MİT'te çalışmak isteyen gençlerin en çok sorduğu sorular: Annemi babamı bir daha görecek miyim? İsmim yüzüm değişecek mi?

Milli İstihbarat Teşkilatı (MİT) internet sitesi
Milli İstihbarat Teşkilatı (MİT) internet sitesi
TT

MİT'te çalışmak isteyen gençlerin en çok sorduğu sorular: Annemi babamı bir daha görecek miyim? İsmim yüzüm değişecek mi?

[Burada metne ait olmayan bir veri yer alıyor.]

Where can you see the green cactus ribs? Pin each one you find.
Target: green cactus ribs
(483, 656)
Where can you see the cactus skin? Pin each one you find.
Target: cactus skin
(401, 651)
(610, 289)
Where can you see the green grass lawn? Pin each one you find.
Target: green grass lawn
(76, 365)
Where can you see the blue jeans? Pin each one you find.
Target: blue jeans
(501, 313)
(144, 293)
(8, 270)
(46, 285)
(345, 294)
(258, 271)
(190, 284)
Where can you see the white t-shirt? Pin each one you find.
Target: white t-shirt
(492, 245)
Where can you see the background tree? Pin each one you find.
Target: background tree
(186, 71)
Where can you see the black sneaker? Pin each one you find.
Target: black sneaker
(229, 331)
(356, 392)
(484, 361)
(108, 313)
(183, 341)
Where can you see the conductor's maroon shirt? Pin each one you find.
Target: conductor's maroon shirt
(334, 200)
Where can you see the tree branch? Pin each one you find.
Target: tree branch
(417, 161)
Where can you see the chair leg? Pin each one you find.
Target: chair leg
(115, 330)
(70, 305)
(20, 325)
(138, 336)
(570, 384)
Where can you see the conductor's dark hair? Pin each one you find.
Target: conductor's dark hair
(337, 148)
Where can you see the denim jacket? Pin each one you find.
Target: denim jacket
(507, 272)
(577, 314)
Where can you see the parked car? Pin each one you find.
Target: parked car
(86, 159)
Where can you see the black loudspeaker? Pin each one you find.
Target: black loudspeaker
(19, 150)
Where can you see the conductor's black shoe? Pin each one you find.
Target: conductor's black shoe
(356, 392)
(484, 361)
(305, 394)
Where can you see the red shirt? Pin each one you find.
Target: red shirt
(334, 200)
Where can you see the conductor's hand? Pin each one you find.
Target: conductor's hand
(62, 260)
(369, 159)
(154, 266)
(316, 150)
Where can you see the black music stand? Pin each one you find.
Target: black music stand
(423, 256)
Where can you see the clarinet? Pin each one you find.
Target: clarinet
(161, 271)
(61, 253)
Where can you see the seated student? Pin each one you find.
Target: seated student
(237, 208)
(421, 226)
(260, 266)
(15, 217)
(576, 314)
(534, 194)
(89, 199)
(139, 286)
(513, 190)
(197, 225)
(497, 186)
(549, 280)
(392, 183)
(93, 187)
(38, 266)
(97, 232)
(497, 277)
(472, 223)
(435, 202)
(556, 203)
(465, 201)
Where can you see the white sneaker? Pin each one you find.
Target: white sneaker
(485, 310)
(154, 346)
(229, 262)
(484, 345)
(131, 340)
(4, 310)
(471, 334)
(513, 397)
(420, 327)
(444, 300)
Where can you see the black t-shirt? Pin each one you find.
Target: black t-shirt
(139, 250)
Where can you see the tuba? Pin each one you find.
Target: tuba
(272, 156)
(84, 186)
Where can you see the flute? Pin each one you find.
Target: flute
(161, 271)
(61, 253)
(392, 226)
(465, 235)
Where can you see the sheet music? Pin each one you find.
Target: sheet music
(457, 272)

Milli İstihbarat Teşkilatı (MİT) internet sitesi
Milli İstihbarat Teşkilatı (MİT) internet sitesi

ABD ve Çin, rekabet halindeki iki büyük küresel güç.
Aralarında ticari işbirliği olsa bile zaman zaman farklı konularda iki ülke arasında çekişme de yaşanıyor.
İddialara göre geçen günlerde bu çekişmede ABD lehine, Çin aleyhine bir gelişme yaşandı.
Çin İstihbaratı'nın üst düzey isimlerinden olduğu öne sürülen Dong Jingwei'nin kızı Dong Yang ile birlikte geçen 10 Şubat'ta ABD'ye kaçtığı iddia edildi.
Olayın basına yansımasından bir gün sonra istihbarat ve güvenlik konularındaki çalışmalarıyla tanınan Bursa Teknik Üniversitesi Uluslararası İlişkiler Bölümü Öğretim Üyesi Doç. Dr. Burak Darıcılı, Twitter hesabından 21 Haziran 2021 Pazartesi günü yaptığı paylaşımda bu gelişmeyle alakalı şöyle bir iddiada bulundu:
"Çin'in kontr/espiyonaj direktörlüğü olan Guoanbu'nun Başkanı Dong Jingwei'nin ABD'ye iltica etmesi, kamuoyuna yansıyan ve Soğuk Savaş sonrası dönemde gerçekleşen en önemli angaje ve taraf değiştirme operasyonu."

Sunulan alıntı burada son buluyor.